Le gouvernement ivoirien a officiellement dévoilé les grandes lignes de sa feuille de route stratégique pour les cinq prochaines années : le Plan National de Développement (PND) 2026-2030. Succédant au cycle 2021-2025, ce nouveau plan s’affiche comme le programme le plus ambitieux de l’histoire économique du pays, visant à consolider le statut de la Côte d’Ivoire en tant que moteur de croissance de l’Afrique de l’Ouest.

Avec une enveloppe globale estimée à 114 838,5 milliards de FCFA (soit environ 175 milliards d’euros ou 209 milliards de dollars), le PND 2026-2030 s’inscrit dans la vision d’une « Côte d’Ivoire solidaire, prospère et durablement pacifique ».

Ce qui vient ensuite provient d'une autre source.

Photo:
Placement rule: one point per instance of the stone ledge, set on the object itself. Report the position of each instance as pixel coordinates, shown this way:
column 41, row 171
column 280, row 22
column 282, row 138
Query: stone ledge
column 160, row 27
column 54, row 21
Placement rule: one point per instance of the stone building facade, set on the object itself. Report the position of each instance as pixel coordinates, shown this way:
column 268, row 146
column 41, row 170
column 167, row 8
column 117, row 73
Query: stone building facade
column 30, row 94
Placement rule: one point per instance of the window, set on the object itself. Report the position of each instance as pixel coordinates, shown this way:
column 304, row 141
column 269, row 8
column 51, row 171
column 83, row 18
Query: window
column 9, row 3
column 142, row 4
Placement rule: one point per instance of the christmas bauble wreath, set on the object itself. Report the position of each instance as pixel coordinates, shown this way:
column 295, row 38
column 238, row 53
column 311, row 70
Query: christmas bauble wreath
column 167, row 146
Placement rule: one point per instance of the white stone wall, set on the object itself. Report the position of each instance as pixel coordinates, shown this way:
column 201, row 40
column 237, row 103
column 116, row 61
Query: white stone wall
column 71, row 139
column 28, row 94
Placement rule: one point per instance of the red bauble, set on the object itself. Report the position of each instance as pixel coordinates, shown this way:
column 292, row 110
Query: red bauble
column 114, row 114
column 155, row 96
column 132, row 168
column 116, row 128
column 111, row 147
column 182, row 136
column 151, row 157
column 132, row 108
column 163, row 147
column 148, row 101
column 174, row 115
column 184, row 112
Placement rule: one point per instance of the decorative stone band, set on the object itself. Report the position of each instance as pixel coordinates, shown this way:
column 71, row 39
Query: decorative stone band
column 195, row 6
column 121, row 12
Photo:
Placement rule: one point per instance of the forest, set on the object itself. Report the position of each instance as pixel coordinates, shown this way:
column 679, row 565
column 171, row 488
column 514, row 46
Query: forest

Les 3 grands piliers de la transformation économique

Présenté par le ministre Souleymane Diarrassouba, ce cadre de planification repose sur des objectifs sectoriels précis pour accélérer la mutation structurelle du pays :

  • L’industrialisation et la transformation locale : L’accent est mis sur la transformation industrielle des ressources nationales (notamment le binôme café-cacao, la noix de cajou, mais aussi l’exploitation des ressources minières et l’essor de la phase finale du mégaprojet pétro-gazier Baleine).
  • Le renforcement du capital humain : Améliorer l’accès et la qualité de l’éducation, de la formation technique, de la santé, et accélérer le déploiement de la Couverture Maladie Universelle (CMU).
  • L’inclusion sociale et la gouvernance : Réduire le taux de pauvreté, stimuler l’emploi des jeunes, renforcer l’équité de genre et consolider la stabilité des institutions.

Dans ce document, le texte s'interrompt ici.